Yesterday morning when viewing the Zabbix monitoring interface, the number of processes found on one of the servers and the 1-minute load had reached a very alarming number, the Zabbix default alarm value was the number of processes in the 5-minute average of more than 1000, and the 1-minute system load of 5 minutes with an average value greater than 5.
First, the hardware and software information of the server is listed:
Server hardware: Dell PowerEdge R720, 2 x Intel (R) Xeon (r) CPU e5-2640 v2 @ 2.00ghz;62.87 gb;perc H710 SAS RAID5
Server operating system: Ubuntu 14.04 LTS, kernel: 3.13.0-24-generic
Figure 1:zabbix Alarm Information (ZABBIX message notification is set to a critical (average) level above the SMS alert via the Web SMS Gateway):
650) this.width=650; "title=" image "style=" border-top:0px;border-right:0px;border-bottom:0px;border-left:0px; " Border= "0" alt= "image" Src= "http://s3.51cto.com/wyfs02/M00/72/8D/wKioL1XmpgaRX1PAAACifLJCMMA734.jpg" height= "56"/ >
Figure 2:zabbix Alarm conditions on the trigger
650) this.width=650; "title=" image "style=" border-top:0px;border-right:0px;border-bottom:0px;border-left:0px; " Border= "0" alt= "image" Src= "http://s3.51cto.com/wyfs02/M01/72/8D/wKioL1XmpgahGPFWAACcmwlVqwM222.jpg" height= "47"/ >
Then, soon, there were colleagues who reflected that the server responded very slowly, and some application pages were open for a long time. Because the engine room is far away and there is no login information (this information at the customer), so can only use Xshell SSH login to the Linux system, open the top command to see the system operation, found that the current system has more than 5,800 processes running, where the system load (1, 5 , 15 minutes) have reached the 5400+, but it is strange that CPU, memory and hard disk IO are not high, according to common sense, such a high system load, CPU and IO are already exhausted, but the top display does not.

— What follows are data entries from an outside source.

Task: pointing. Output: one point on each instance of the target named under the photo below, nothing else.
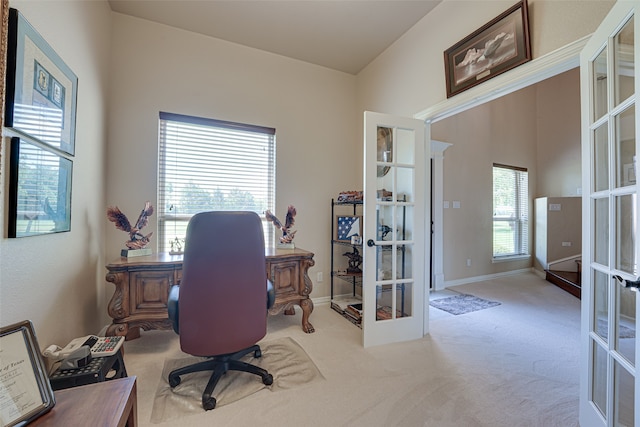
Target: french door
(395, 258)
(609, 79)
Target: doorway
(471, 266)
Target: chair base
(220, 365)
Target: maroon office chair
(220, 307)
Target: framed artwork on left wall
(39, 190)
(41, 90)
(26, 390)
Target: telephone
(99, 347)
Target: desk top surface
(106, 403)
(166, 258)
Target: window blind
(207, 164)
(510, 211)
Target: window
(207, 164)
(510, 211)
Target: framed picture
(498, 46)
(39, 190)
(348, 226)
(41, 90)
(26, 391)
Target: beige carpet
(516, 365)
(283, 358)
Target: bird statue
(631, 284)
(287, 233)
(136, 239)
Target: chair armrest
(173, 307)
(271, 294)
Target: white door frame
(437, 195)
(537, 70)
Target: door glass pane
(404, 220)
(405, 146)
(599, 377)
(384, 264)
(404, 299)
(624, 396)
(601, 158)
(404, 262)
(600, 85)
(601, 231)
(385, 226)
(601, 303)
(405, 185)
(384, 302)
(626, 148)
(385, 149)
(624, 64)
(625, 232)
(626, 322)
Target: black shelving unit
(353, 279)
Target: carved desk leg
(306, 304)
(119, 305)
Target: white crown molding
(549, 65)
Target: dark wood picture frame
(41, 90)
(500, 45)
(39, 190)
(27, 392)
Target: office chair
(219, 309)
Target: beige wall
(558, 220)
(558, 142)
(130, 69)
(409, 77)
(505, 132)
(158, 68)
(57, 281)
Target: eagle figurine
(287, 233)
(136, 239)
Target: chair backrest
(223, 291)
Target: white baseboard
(466, 280)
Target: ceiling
(343, 35)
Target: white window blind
(510, 211)
(207, 164)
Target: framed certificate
(25, 391)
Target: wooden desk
(106, 404)
(143, 283)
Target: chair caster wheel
(208, 403)
(267, 380)
(174, 381)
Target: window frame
(519, 221)
(200, 124)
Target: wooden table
(143, 283)
(110, 403)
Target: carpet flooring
(283, 358)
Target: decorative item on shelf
(286, 241)
(177, 244)
(385, 195)
(355, 261)
(349, 196)
(137, 244)
(384, 230)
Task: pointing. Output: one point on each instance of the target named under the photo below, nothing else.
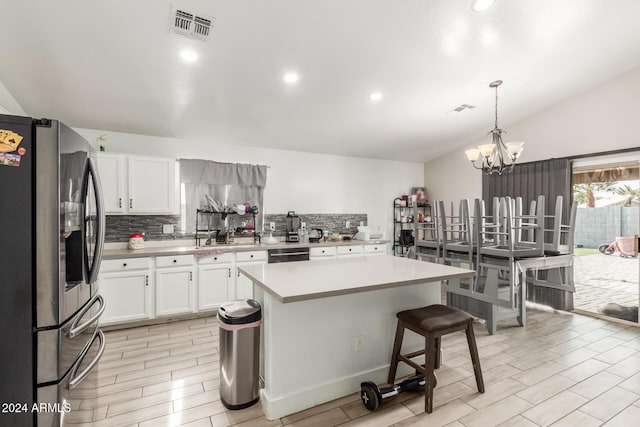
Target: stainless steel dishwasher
(288, 254)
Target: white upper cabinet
(112, 176)
(151, 185)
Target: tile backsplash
(119, 227)
(327, 222)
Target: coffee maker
(293, 224)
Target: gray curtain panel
(228, 183)
(551, 178)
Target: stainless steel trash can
(239, 352)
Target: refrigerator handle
(100, 223)
(75, 329)
(77, 378)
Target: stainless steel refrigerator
(51, 240)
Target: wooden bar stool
(432, 322)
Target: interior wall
(8, 102)
(604, 118)
(297, 181)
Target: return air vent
(463, 107)
(191, 25)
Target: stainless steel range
(52, 226)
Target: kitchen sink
(226, 246)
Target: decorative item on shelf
(419, 194)
(136, 241)
(495, 157)
(102, 140)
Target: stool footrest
(414, 365)
(433, 322)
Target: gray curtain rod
(230, 163)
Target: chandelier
(495, 157)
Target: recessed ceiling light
(291, 78)
(481, 5)
(189, 55)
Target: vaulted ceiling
(116, 65)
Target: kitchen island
(329, 325)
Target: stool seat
(432, 322)
(435, 318)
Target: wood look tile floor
(562, 369)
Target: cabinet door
(151, 185)
(173, 290)
(350, 250)
(370, 250)
(325, 252)
(214, 285)
(112, 175)
(126, 296)
(244, 285)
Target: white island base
(329, 338)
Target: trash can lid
(239, 312)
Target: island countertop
(300, 281)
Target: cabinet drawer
(251, 256)
(173, 261)
(350, 250)
(328, 251)
(370, 249)
(124, 264)
(217, 259)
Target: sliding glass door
(606, 268)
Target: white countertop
(119, 250)
(300, 281)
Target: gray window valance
(194, 171)
(228, 183)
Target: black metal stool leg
(475, 359)
(397, 345)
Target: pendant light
(495, 157)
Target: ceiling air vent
(191, 25)
(461, 109)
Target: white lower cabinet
(134, 291)
(375, 249)
(174, 285)
(126, 286)
(215, 281)
(350, 250)
(325, 252)
(244, 286)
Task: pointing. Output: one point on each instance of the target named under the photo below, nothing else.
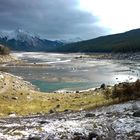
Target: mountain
(20, 40)
(123, 42)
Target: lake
(70, 72)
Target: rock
(51, 111)
(43, 122)
(93, 136)
(136, 114)
(57, 106)
(77, 91)
(34, 138)
(14, 98)
(90, 115)
(12, 115)
(79, 136)
(66, 110)
(103, 86)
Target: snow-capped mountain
(72, 40)
(23, 41)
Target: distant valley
(23, 41)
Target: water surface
(73, 72)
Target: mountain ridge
(122, 42)
(20, 40)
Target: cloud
(54, 19)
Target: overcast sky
(64, 19)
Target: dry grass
(20, 98)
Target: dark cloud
(55, 19)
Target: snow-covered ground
(114, 122)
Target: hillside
(20, 40)
(123, 42)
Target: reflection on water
(65, 71)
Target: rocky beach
(100, 113)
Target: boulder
(136, 114)
(90, 115)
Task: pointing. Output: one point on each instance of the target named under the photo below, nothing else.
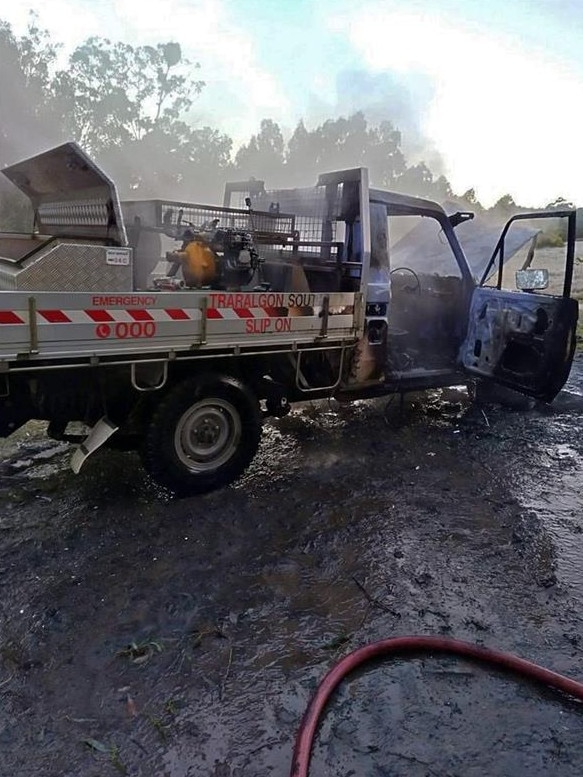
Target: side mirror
(532, 280)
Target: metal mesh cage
(267, 228)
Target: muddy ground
(147, 636)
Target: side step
(101, 432)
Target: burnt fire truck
(174, 329)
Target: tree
(345, 142)
(25, 92)
(118, 93)
(263, 156)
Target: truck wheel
(203, 435)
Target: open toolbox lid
(71, 196)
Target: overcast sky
(489, 92)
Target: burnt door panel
(522, 340)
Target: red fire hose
(308, 726)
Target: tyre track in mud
(353, 524)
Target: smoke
(387, 96)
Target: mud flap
(99, 434)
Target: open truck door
(523, 339)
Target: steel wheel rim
(207, 435)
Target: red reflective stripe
(8, 317)
(140, 315)
(55, 316)
(177, 315)
(99, 316)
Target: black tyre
(202, 435)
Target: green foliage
(118, 93)
(128, 106)
(553, 238)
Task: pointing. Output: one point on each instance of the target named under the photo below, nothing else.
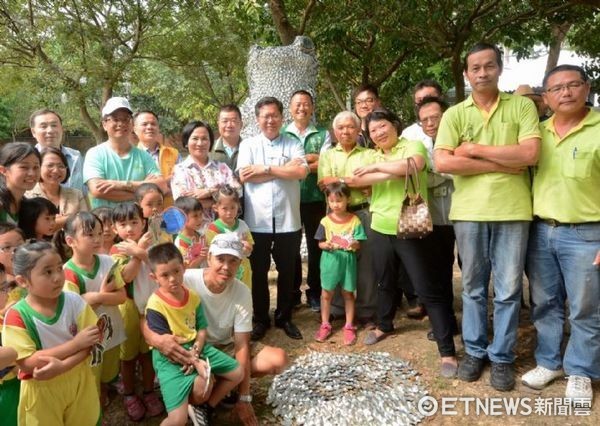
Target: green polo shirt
(566, 183)
(490, 197)
(336, 162)
(387, 197)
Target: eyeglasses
(236, 245)
(368, 101)
(570, 85)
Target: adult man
(225, 149)
(366, 99)
(270, 166)
(486, 142)
(46, 128)
(115, 168)
(565, 237)
(146, 128)
(312, 203)
(227, 304)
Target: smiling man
(114, 169)
(487, 142)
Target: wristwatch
(245, 398)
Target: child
(339, 234)
(177, 310)
(191, 241)
(19, 172)
(37, 218)
(131, 254)
(108, 232)
(87, 274)
(150, 198)
(227, 207)
(52, 332)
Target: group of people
(515, 195)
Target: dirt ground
(409, 342)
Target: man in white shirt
(271, 165)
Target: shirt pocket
(578, 166)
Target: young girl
(19, 172)
(108, 232)
(150, 198)
(131, 254)
(191, 241)
(339, 235)
(93, 277)
(227, 207)
(53, 333)
(37, 218)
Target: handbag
(414, 220)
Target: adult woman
(19, 172)
(337, 165)
(54, 172)
(386, 175)
(197, 175)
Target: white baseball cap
(227, 243)
(114, 104)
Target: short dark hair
(432, 100)
(365, 88)
(189, 128)
(63, 159)
(338, 189)
(428, 83)
(564, 67)
(481, 46)
(384, 114)
(43, 111)
(145, 111)
(230, 108)
(163, 253)
(268, 100)
(304, 93)
(188, 204)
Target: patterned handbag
(414, 220)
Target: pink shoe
(154, 406)
(323, 333)
(349, 335)
(135, 407)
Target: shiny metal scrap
(347, 389)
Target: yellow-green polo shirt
(566, 183)
(336, 162)
(387, 197)
(490, 197)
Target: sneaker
(349, 335)
(502, 376)
(579, 387)
(135, 407)
(470, 368)
(154, 406)
(323, 333)
(540, 377)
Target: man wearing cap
(114, 169)
(227, 305)
(564, 242)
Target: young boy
(191, 241)
(176, 310)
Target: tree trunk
(287, 33)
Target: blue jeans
(486, 249)
(560, 271)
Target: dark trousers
(310, 215)
(418, 256)
(283, 247)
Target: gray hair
(344, 115)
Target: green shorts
(176, 386)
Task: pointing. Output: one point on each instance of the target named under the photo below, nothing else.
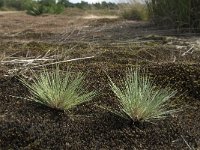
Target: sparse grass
(134, 11)
(58, 90)
(139, 100)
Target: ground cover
(109, 46)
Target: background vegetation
(178, 14)
(51, 6)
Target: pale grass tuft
(58, 90)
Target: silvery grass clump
(58, 90)
(139, 100)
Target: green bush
(139, 100)
(35, 10)
(58, 90)
(175, 13)
(38, 8)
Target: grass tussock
(139, 100)
(134, 11)
(58, 90)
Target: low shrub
(58, 90)
(38, 8)
(139, 100)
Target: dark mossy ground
(29, 125)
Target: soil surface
(113, 44)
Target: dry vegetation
(98, 46)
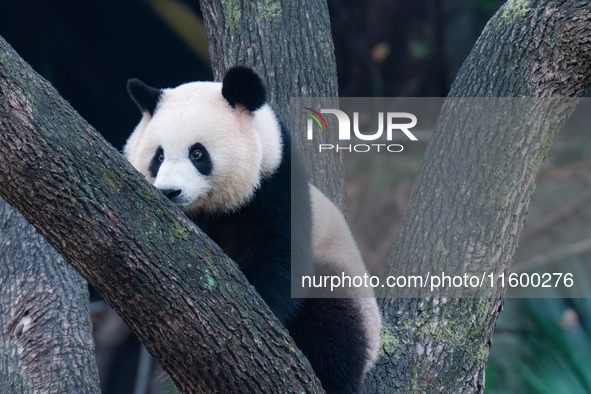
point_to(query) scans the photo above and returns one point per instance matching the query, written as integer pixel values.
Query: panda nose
(171, 193)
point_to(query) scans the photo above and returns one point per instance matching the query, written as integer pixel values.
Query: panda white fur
(219, 152)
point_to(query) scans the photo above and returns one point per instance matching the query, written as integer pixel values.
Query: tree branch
(470, 198)
(187, 302)
(45, 330)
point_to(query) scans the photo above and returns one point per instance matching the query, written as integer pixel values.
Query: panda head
(206, 145)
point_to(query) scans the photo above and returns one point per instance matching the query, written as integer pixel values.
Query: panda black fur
(221, 154)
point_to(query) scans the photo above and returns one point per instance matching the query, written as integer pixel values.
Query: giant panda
(219, 152)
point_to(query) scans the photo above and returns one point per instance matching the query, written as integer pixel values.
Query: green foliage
(553, 348)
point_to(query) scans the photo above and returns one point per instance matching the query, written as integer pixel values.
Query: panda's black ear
(144, 96)
(242, 86)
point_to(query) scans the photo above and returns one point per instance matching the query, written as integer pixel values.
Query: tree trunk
(186, 301)
(45, 331)
(470, 198)
(289, 44)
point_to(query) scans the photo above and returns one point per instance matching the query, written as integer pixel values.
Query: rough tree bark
(186, 301)
(470, 198)
(45, 330)
(289, 44)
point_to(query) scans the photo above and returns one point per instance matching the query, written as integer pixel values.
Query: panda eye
(196, 154)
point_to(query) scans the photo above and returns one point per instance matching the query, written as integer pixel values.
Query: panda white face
(204, 154)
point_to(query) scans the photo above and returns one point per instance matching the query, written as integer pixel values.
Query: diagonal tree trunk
(471, 196)
(186, 301)
(45, 331)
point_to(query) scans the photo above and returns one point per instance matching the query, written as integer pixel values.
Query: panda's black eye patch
(200, 158)
(156, 161)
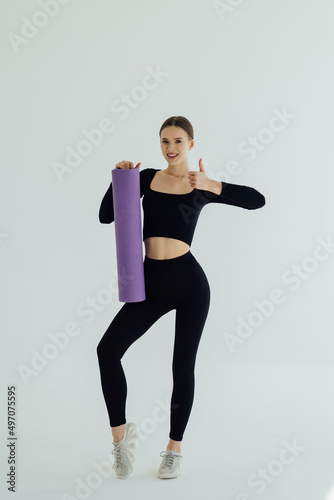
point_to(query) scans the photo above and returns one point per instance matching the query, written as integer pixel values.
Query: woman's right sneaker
(123, 449)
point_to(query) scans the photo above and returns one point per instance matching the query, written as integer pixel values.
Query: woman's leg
(190, 319)
(130, 323)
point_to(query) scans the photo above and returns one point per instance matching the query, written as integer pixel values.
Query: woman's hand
(199, 180)
(126, 164)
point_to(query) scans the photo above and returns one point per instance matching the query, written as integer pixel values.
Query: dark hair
(178, 121)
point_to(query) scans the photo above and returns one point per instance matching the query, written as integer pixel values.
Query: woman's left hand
(199, 180)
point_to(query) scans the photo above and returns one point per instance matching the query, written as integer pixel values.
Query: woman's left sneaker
(171, 465)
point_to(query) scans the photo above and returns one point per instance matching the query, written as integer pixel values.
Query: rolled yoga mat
(128, 234)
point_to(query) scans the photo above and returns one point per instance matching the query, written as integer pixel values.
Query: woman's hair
(178, 121)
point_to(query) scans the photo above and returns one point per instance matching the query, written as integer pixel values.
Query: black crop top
(175, 215)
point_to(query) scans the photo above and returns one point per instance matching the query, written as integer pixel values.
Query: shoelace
(169, 460)
(118, 452)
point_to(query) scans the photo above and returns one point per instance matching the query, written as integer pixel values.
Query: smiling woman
(172, 201)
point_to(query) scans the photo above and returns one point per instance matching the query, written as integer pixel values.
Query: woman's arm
(236, 194)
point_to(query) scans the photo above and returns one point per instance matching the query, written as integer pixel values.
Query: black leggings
(179, 283)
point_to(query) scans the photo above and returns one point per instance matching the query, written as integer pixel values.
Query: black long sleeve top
(175, 215)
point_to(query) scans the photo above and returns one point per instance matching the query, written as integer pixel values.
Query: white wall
(230, 67)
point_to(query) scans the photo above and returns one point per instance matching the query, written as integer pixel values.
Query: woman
(173, 200)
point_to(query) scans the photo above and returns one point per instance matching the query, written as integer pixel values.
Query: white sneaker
(123, 449)
(171, 465)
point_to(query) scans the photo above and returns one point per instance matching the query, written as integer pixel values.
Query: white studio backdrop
(255, 79)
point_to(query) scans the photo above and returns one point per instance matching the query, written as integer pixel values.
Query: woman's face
(175, 141)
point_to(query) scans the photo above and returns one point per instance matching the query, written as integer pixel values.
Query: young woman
(172, 201)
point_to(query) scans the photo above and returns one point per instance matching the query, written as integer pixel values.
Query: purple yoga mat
(128, 234)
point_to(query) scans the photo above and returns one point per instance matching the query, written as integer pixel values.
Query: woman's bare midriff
(158, 247)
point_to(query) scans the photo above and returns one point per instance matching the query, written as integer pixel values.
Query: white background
(227, 69)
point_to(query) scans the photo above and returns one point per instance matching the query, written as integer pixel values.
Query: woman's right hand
(126, 164)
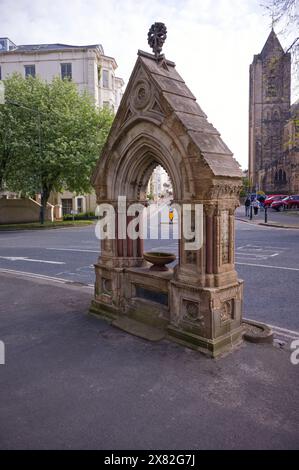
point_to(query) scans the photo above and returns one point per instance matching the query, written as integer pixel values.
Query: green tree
(50, 137)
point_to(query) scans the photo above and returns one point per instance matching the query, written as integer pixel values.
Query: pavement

Figure 3.1:linux Top information in the system
650) this.width=650; "title=" image "style=" border-top:0px;border-right:0px;border-bottom:0px;border-left:0px; " Border= "0" alt= "image" Src= "http://s3.51cto.com/wyfs02/M02/72/8D/wKioL1XmpgehdzfMAAQ3Vi1mlFY582.jpg" height= "418" />
Figure 3.2 Iostat, Vmstat and other commands found that disk IO is not high, but the system load is very high
650) this.width=650; "title=" image "style=" border-top:0px;border-right:0px;border-bottom:0px;border-left:0px; " Border= "0" alt= "image" Src= "http://s3.51cto.com/wyfs02/M00/72/8D/wKioL1XmpgeQKY4TAAGDiS3di9Q470.jpg" height= "261" />
A developer said that the PID 14898 Java process did not allocate such a large amount of memory, the process has a problem, asked to be responsible for writing the program of another developer check the program, then I think, a Java process is not to put the system load so high, there must be a different important reason not found. As usual, I'll look at what kind of programs are running in the system that cause so many processes inside the system, so execute Ps–ef | More, look at the operation of all the processes in the system, the results found that this command is impossible to execute, just output a screen on the card to die on the screen, quickly copy an SSH session, continue to execute, simple to perform PS, see if can execute, The results found that the PS output of the content of a large number of PS process, here I feel good PS can also run only parameters can not be added too much. Open the top command, look at a PS command corresponding to the PID, open with Top–p pid, found to be Zabbix user execution of the PS command, instant feel bad, not because I wrote before the Zabbix script has a problem in the PS command did not quit, only to cause the system a minute load so high.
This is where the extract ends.